Moran: GOP needs to assess election’s meaning

U.S. Sen. Jerry Moran would like to help recruit candidates to run for the Senate two years from now, he says.

But what strategies he or other Republicans might pursue when it comes to the next congressional election, he said, aren’t yet clear.

“I think we all need to sit down and have a conversation, try to figure out what this election has meant,” Moran said Friday. “What was the story behind the election?”

Moran spoke with the Journal-World briefly Friday before his appearance at a U.S. Marine Corps birthday celebration at the Dole Institute of Politics at Kansas University.

The Capitol Hill publication Roll Call reported this week that Moran is interested in leading the National Republican Senatorial Committee, which aims to help the election of Republicans to the Senate, during the next two-year election cycle.

Moran said Friday that he would indeed like to help find Senate candidates for 2014, though that doesn’t mean he’s not focused on working with the current class of elected officials to solve problems.

“Two years from now, if we don’t like what we’ve seen in the last two years, then we go back to work to try to change the nature of who represents us in Washington, D.C.,” Moran said. “And so I’ve expressed an interest in trying to help recruit and elect individuals who would be good members of the United States Senate for the good of the country.”

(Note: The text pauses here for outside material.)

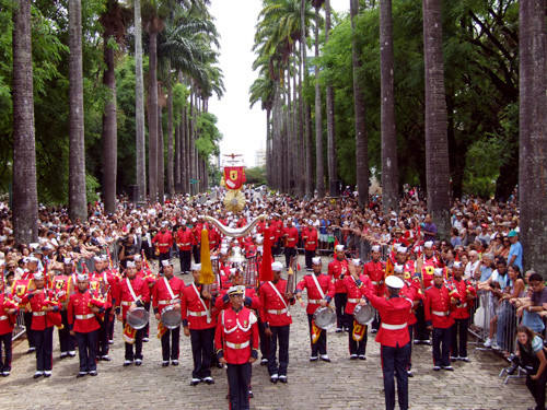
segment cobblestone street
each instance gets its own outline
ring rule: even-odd
[[[325,258],[325,262],[326,262]],[[303,261],[301,261],[303,262]],[[303,265],[303,263],[302,263]],[[177,265],[176,265],[177,266]],[[326,270],[326,263],[324,263]],[[188,281],[189,276],[184,277]],[[383,409],[380,347],[369,333],[365,362],[348,359],[348,333],[328,332],[331,363],[309,362],[310,342],[305,311],[292,307],[289,383],[274,385],[267,370],[253,368],[252,409]],[[151,315],[152,317],[152,315]],[[54,370],[49,379],[32,378],[34,354],[25,354],[27,343],[14,349],[12,375],[1,378],[1,409],[226,409],[226,377],[213,370],[216,384],[190,387],[189,338],[182,335],[181,365],[161,366],[161,345],[155,338],[156,320],[151,321],[151,340],[144,343],[141,367],[123,366],[121,326],[116,324],[112,362],[98,363],[98,376],[77,379],[78,356],[59,359],[54,337]],[[57,333],[57,332],[55,332]],[[472,363],[456,362],[455,372],[432,371],[431,348],[412,351],[416,376],[409,379],[412,409],[526,409],[534,405],[524,379],[503,385],[498,377],[507,364],[491,352],[469,345]]]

At this time, he said, it’s unclear exactly what lessons can be drawn from this year’s elections, which left the presidency and the Senate in control of Democrats and the House in control of Republicans.

“The development to me that’s interesting is that, while many people were complaining about the way that Washington, D.C., didn’t work, we really have the same makeup of the House, Senate and the same president after the election,” Moran said.

But, he said, that development likely means that the issue of creating and protecting jobs should remain front and center, as it was following the 2010 elections.

In the near future, he said, it would be important for the two parties to immediately work together in spite of the divided government to avert the impending “fiscal cliff”: the January deadline after which tax increases and spending cuts will kick into effect if nothing is changed.

He said the president has the most ability to overcome gridlock and help leaders work together.

“I hope that President Obama, now that the election is over, is interested and willing to do that,” Moran said. “It also means that Republicans in the House and Senate need to be open to that effort.”

Moran said he would push for Congress, during the so-called “lame-duck” period before the end of its session, to come up with a permanent tax-code solution rather than a temporary one meant to just stave off crisis.

“Let’s stay at it, hold our feet to the fire and actually get something done,” Moran said.